- Born: Benet Mentor Kaci 4 August 1978 (age 47) Gjakova, SAP Kosovo, SR Serbia, SFR Yugoslavia (present-day Kosovo)
- Education: Academy of Music and Arts of Albania, Tirana (2002)
- Occupations: TV show host Journalist
- Years active: 2000–present
- Notable credit(s): RTK, Got Talent

= Benet Kaci =

Kosovan journalist (born 1978)

Benet Kaci (/ˈbɛnɛt/ BEN-et; born 4 August 1978) is an Albanian media personality, journalist, and occasional singer known for hosting talk shows since 2000.

== Career ==
His career in show business began when he started working at RTK. His first television hosting job was on RTKSound, a music program.
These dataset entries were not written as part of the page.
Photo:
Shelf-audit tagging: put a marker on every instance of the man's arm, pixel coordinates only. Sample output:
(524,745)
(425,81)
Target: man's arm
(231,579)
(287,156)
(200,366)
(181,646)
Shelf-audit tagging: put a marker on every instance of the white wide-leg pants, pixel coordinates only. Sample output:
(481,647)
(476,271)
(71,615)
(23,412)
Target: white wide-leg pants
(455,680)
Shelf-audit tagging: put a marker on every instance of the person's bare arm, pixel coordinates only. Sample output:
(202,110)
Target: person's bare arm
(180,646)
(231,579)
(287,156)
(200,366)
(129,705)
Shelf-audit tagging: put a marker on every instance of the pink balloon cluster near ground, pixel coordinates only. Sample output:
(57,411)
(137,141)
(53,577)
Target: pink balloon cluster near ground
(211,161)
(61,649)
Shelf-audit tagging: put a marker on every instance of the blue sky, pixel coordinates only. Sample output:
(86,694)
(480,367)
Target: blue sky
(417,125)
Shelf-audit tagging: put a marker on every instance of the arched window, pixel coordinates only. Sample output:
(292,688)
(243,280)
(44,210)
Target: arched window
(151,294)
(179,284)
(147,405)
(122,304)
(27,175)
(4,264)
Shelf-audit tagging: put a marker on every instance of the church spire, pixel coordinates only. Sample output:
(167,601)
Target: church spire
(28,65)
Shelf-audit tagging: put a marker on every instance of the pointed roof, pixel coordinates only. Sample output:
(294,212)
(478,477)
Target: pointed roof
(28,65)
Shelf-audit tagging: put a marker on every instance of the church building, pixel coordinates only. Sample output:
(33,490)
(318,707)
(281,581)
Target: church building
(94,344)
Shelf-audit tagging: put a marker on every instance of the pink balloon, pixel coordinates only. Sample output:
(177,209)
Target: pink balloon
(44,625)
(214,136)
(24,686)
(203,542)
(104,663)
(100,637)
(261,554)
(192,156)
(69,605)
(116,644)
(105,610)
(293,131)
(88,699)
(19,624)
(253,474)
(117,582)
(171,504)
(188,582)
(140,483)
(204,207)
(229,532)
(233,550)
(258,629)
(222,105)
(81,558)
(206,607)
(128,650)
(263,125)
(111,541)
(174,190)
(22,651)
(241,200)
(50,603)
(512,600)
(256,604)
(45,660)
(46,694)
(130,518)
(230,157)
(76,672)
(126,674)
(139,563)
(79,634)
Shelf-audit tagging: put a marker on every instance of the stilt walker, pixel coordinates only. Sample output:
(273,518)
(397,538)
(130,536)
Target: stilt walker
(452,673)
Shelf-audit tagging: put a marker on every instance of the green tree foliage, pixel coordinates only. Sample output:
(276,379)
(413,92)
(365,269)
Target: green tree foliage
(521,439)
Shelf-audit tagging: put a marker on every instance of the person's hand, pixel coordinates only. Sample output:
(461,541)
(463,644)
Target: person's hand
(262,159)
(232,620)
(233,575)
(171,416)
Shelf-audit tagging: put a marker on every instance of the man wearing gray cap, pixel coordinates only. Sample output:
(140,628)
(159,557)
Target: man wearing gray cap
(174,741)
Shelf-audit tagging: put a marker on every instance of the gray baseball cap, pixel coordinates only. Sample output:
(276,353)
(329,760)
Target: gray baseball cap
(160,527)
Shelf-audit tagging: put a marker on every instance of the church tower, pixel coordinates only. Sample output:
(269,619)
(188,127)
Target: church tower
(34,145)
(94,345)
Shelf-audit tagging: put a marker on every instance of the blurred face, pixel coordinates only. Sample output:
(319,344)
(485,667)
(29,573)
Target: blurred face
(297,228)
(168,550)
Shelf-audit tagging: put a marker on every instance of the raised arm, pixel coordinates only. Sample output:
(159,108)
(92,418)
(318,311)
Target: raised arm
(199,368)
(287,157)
He would later present the "News Blic" before going to host Albanians Got Talent on Top Channel. For the last 3 years, Benet has been concentrating on his business career. He made his triumphant return to the stage of Video Fest 2013 in Pristina, Kosovo on 4 June 2013. He also hosted this event another time on 13 June 2014 in his birth town, Gjakova.

==Early life==
Kaci was born in Gjakova, Kosova and raised in Pristina where he went to high school. He graduated from the Academy of Music and Arts of Albania in Tirana, Albania, with an MA in the Faculty of Music.